The presence of weakly negatively selected variants in polymorphism can mask the signature of adaptive evolution in the genome [1, 22], making the McDonald–Kreitman test very conservative. As I have shown above that polymorphic variants in non-coding DNA are subject to stronger selective constraint than synonymous sites (Table 1 and Fig. 1), negatively selected variants contributing to polymorphism in non-coding DNA are likely to be a factor limiting power to detect positive selection. This problem can be partially overcome by considering only those mutations that are not rare in a sample from both the neutral and putatively selected classes (see ref. 23 and Supplementary Materials 2). Applying this approach reveals a significant excess of divergence in UTRs and in most other classes of non-coding DNA relative to synonymous sites (Table 1; UTRs, p = 5 x 10-12; introns, p = 0.01; dIGRs, p = 0.04; introns + IGRs, p = 0.01). A Hudson–Kreitman–Aguadé (HKA) test [24] also provides statistical support for a reduced ratio of polymorphism to divergence for non-coding DNA relative to synonymous sites (UTRs, p < 10-3; pooled introns and IGRs, p = 0.02; see Supplementary Materials 2). Together, these results show that a significant fraction of the divergence in UTRs, introns and intergenic DNA was probably driven to fixation by positive selection.

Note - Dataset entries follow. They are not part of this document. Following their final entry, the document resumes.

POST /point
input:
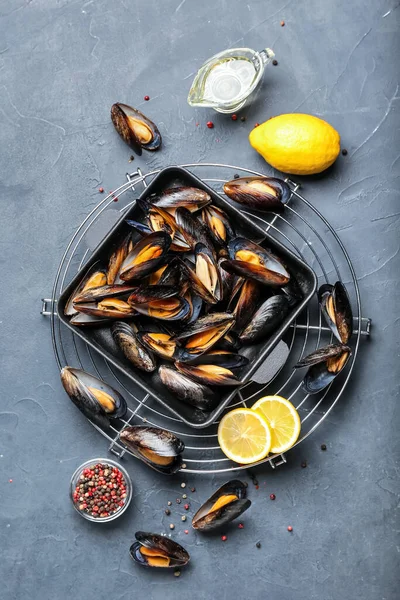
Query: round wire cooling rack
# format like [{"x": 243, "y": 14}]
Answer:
[{"x": 306, "y": 232}]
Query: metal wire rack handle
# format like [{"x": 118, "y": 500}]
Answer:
[{"x": 219, "y": 464}]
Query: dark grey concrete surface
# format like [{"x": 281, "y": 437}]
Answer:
[{"x": 62, "y": 64}]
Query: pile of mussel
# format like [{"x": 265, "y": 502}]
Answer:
[{"x": 182, "y": 293}]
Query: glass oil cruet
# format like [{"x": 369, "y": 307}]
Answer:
[{"x": 226, "y": 80}]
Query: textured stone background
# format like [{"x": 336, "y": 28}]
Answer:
[{"x": 62, "y": 64}]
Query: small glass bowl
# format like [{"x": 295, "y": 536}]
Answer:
[{"x": 74, "y": 481}]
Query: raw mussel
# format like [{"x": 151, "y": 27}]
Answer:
[
  {"x": 147, "y": 256},
  {"x": 95, "y": 277},
  {"x": 223, "y": 507},
  {"x": 324, "y": 365},
  {"x": 158, "y": 448},
  {"x": 250, "y": 260},
  {"x": 201, "y": 335},
  {"x": 126, "y": 338},
  {"x": 267, "y": 194},
  {"x": 95, "y": 398},
  {"x": 336, "y": 308},
  {"x": 266, "y": 319},
  {"x": 189, "y": 197},
  {"x": 135, "y": 128},
  {"x": 209, "y": 374},
  {"x": 153, "y": 550},
  {"x": 187, "y": 390}
]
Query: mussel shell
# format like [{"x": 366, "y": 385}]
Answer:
[
  {"x": 207, "y": 519},
  {"x": 131, "y": 270},
  {"x": 208, "y": 374},
  {"x": 270, "y": 271},
  {"x": 104, "y": 291},
  {"x": 178, "y": 556},
  {"x": 132, "y": 348},
  {"x": 342, "y": 325},
  {"x": 158, "y": 448},
  {"x": 218, "y": 223},
  {"x": 266, "y": 319},
  {"x": 248, "y": 300},
  {"x": 189, "y": 197},
  {"x": 117, "y": 258},
  {"x": 267, "y": 194},
  {"x": 193, "y": 230},
  {"x": 82, "y": 387},
  {"x": 131, "y": 124},
  {"x": 187, "y": 390},
  {"x": 319, "y": 375},
  {"x": 95, "y": 274}
]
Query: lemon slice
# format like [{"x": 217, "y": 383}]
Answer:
[
  {"x": 244, "y": 436},
  {"x": 283, "y": 420}
]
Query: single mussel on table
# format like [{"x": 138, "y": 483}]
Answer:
[
  {"x": 323, "y": 366},
  {"x": 267, "y": 194},
  {"x": 96, "y": 399},
  {"x": 126, "y": 338},
  {"x": 336, "y": 309},
  {"x": 153, "y": 550},
  {"x": 158, "y": 448},
  {"x": 135, "y": 128},
  {"x": 249, "y": 260},
  {"x": 227, "y": 503}
]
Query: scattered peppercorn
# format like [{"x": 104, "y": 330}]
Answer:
[{"x": 90, "y": 496}]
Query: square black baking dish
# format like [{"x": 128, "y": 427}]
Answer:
[{"x": 101, "y": 340}]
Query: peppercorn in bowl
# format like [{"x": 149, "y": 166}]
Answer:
[{"x": 100, "y": 490}]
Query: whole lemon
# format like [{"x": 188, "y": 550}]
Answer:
[{"x": 297, "y": 143}]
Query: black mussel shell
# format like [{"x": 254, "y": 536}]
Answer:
[
  {"x": 252, "y": 261},
  {"x": 187, "y": 390},
  {"x": 247, "y": 302},
  {"x": 227, "y": 503},
  {"x": 336, "y": 309},
  {"x": 324, "y": 365},
  {"x": 104, "y": 291},
  {"x": 158, "y": 448},
  {"x": 109, "y": 308},
  {"x": 148, "y": 255},
  {"x": 193, "y": 230},
  {"x": 208, "y": 374},
  {"x": 189, "y": 197},
  {"x": 135, "y": 128},
  {"x": 117, "y": 258},
  {"x": 128, "y": 342},
  {"x": 96, "y": 399},
  {"x": 153, "y": 550},
  {"x": 218, "y": 223},
  {"x": 267, "y": 194},
  {"x": 96, "y": 276},
  {"x": 266, "y": 319}
]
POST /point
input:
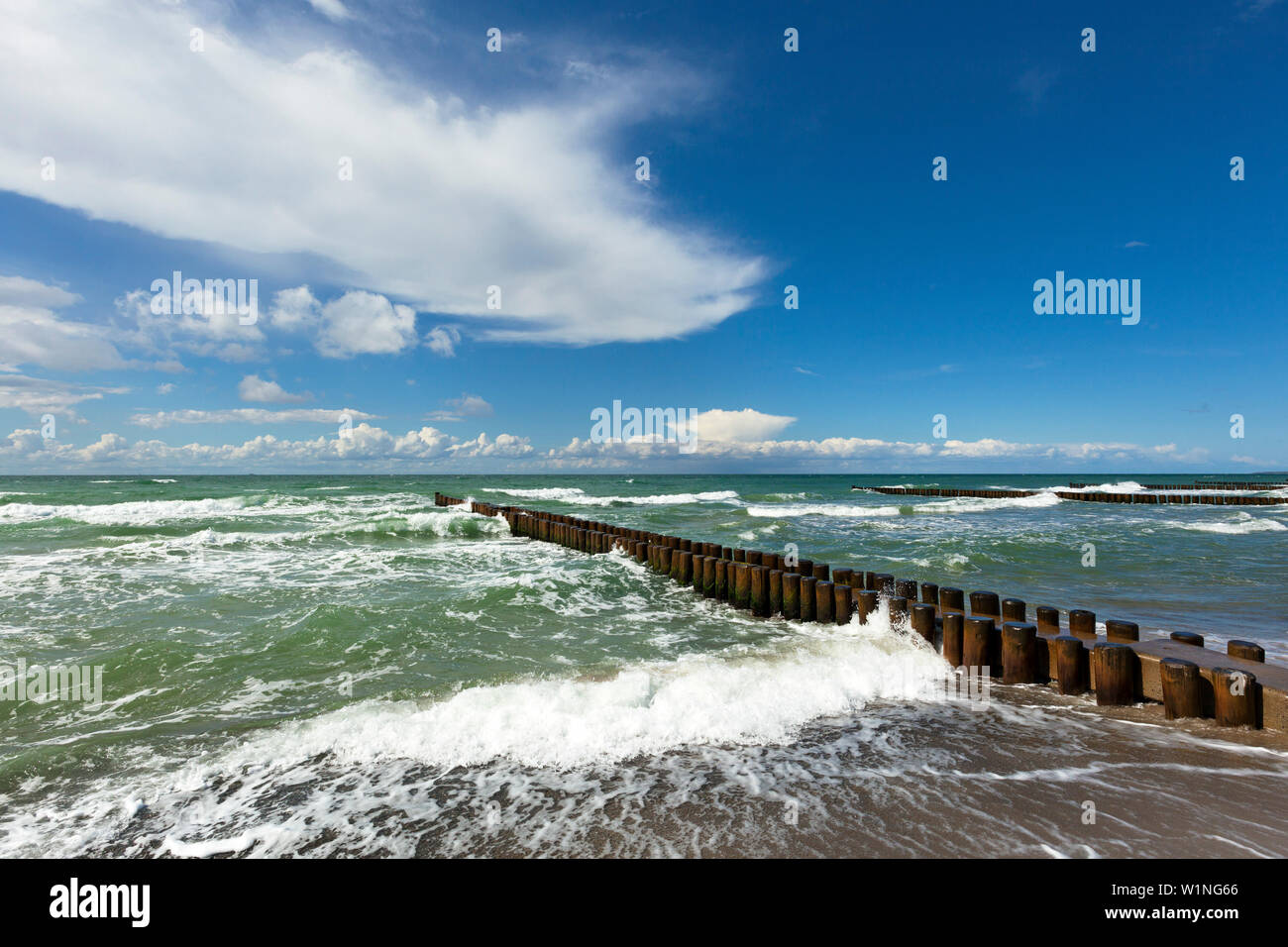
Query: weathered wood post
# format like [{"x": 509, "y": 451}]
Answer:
[
  {"x": 923, "y": 621},
  {"x": 824, "y": 600},
  {"x": 1082, "y": 624},
  {"x": 807, "y": 583},
  {"x": 1235, "y": 697},
  {"x": 953, "y": 622},
  {"x": 977, "y": 633},
  {"x": 1181, "y": 694},
  {"x": 791, "y": 595},
  {"x": 1019, "y": 652},
  {"x": 1116, "y": 674},
  {"x": 1070, "y": 664}
]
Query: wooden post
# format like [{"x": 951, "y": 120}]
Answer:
[
  {"x": 791, "y": 595},
  {"x": 1116, "y": 674},
  {"x": 1014, "y": 609},
  {"x": 986, "y": 603},
  {"x": 953, "y": 622},
  {"x": 1181, "y": 696},
  {"x": 898, "y": 609},
  {"x": 741, "y": 585},
  {"x": 824, "y": 600},
  {"x": 841, "y": 602},
  {"x": 1119, "y": 630},
  {"x": 759, "y": 591},
  {"x": 1082, "y": 624},
  {"x": 951, "y": 599},
  {"x": 1235, "y": 697},
  {"x": 923, "y": 621},
  {"x": 867, "y": 603},
  {"x": 1019, "y": 652},
  {"x": 977, "y": 633},
  {"x": 1070, "y": 664},
  {"x": 807, "y": 598}
]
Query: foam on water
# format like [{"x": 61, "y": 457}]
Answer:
[
  {"x": 1240, "y": 525},
  {"x": 575, "y": 495}
]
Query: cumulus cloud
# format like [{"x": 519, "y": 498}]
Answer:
[
  {"x": 463, "y": 407},
  {"x": 254, "y": 388},
  {"x": 211, "y": 330},
  {"x": 359, "y": 322},
  {"x": 40, "y": 395},
  {"x": 442, "y": 341},
  {"x": 249, "y": 415},
  {"x": 33, "y": 334},
  {"x": 746, "y": 424},
  {"x": 356, "y": 447},
  {"x": 331, "y": 9},
  {"x": 445, "y": 198}
]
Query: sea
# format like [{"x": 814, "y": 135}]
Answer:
[{"x": 334, "y": 667}]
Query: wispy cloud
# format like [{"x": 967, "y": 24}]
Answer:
[{"x": 537, "y": 204}]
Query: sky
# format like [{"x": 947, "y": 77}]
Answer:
[{"x": 460, "y": 260}]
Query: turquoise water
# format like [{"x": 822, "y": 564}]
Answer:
[{"x": 333, "y": 665}]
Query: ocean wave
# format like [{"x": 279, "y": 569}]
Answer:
[
  {"x": 760, "y": 698},
  {"x": 960, "y": 504},
  {"x": 575, "y": 495},
  {"x": 1241, "y": 525},
  {"x": 151, "y": 512}
]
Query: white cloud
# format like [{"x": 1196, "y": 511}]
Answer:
[
  {"x": 463, "y": 407},
  {"x": 248, "y": 415},
  {"x": 206, "y": 333},
  {"x": 362, "y": 445},
  {"x": 39, "y": 395},
  {"x": 442, "y": 341},
  {"x": 33, "y": 334},
  {"x": 746, "y": 424},
  {"x": 244, "y": 144},
  {"x": 331, "y": 9},
  {"x": 359, "y": 322},
  {"x": 18, "y": 290},
  {"x": 254, "y": 388}
]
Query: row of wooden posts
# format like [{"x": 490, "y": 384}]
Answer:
[
  {"x": 1185, "y": 499},
  {"x": 995, "y": 634},
  {"x": 1214, "y": 484}
]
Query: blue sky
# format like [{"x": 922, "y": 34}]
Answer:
[{"x": 518, "y": 169}]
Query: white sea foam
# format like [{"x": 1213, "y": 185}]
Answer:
[
  {"x": 734, "y": 697},
  {"x": 574, "y": 495},
  {"x": 1240, "y": 525},
  {"x": 958, "y": 504}
]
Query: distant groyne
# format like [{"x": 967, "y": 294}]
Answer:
[
  {"x": 1094, "y": 496},
  {"x": 977, "y": 629}
]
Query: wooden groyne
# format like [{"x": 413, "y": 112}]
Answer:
[
  {"x": 978, "y": 629},
  {"x": 1214, "y": 484},
  {"x": 1149, "y": 499}
]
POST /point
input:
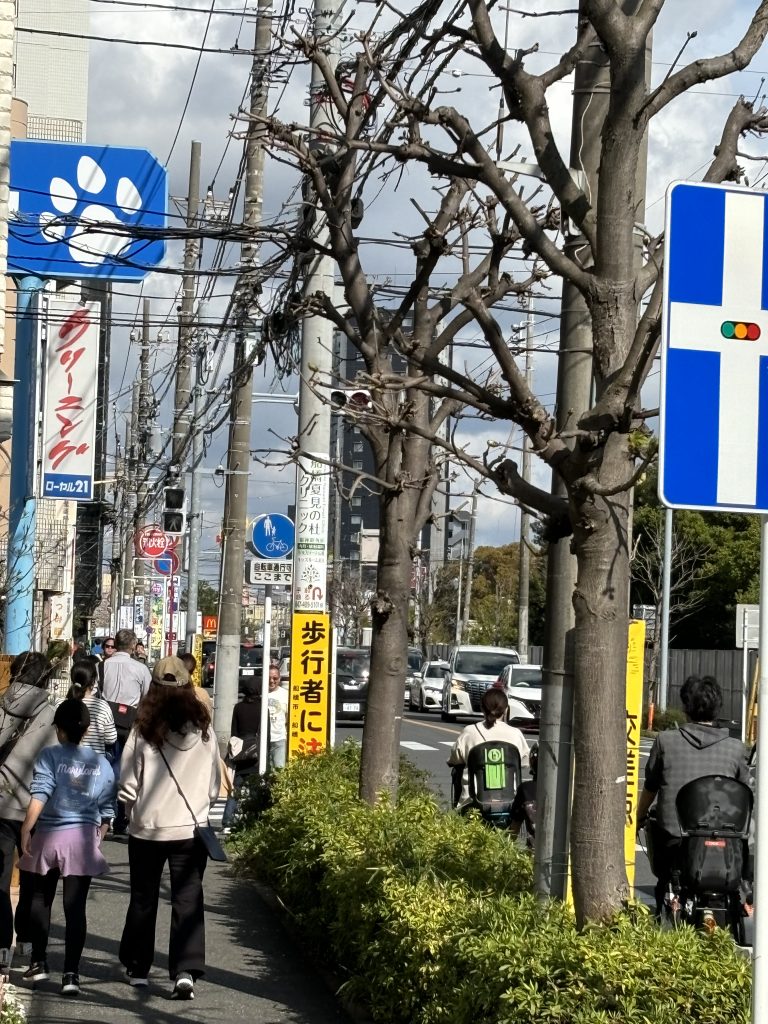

To quantify the intensity and the relative importance of positive
selection in shaping the evolution of non-coding DNA, I apply two extensions
of the McDonald–Kreitman approach [2, 13].
First I estimate a, defined as the proportion
of the divergence between species that was driven by positive selection
[2]. I estimate that about 20% of the nucleotide divergence
in introns and intergenic DNA was driven to fixation by positive selection,
and about 60% for UTRs (Fig. 2a and Table
2). Using a hierarchical bayesian framework [13],
I estimate the selection intensity on non-coding DNA (including UTRs, introns
and IGRs) to be positive and significantly different from zero in most
cases (Fig. 2b; Supplementary
Materials 3). As this bayesian approach assumes that segregating and
fixed variants are subject to the same direction and intensity of selection,
it is likely to underestimate the magnitude of 2Nes (the intensity
of selection) for nucleotide substitutions fixed by positive selection
(see Supplementary Materials 2).
Figure 2: Quantifying adaptive divergence and selection intensity.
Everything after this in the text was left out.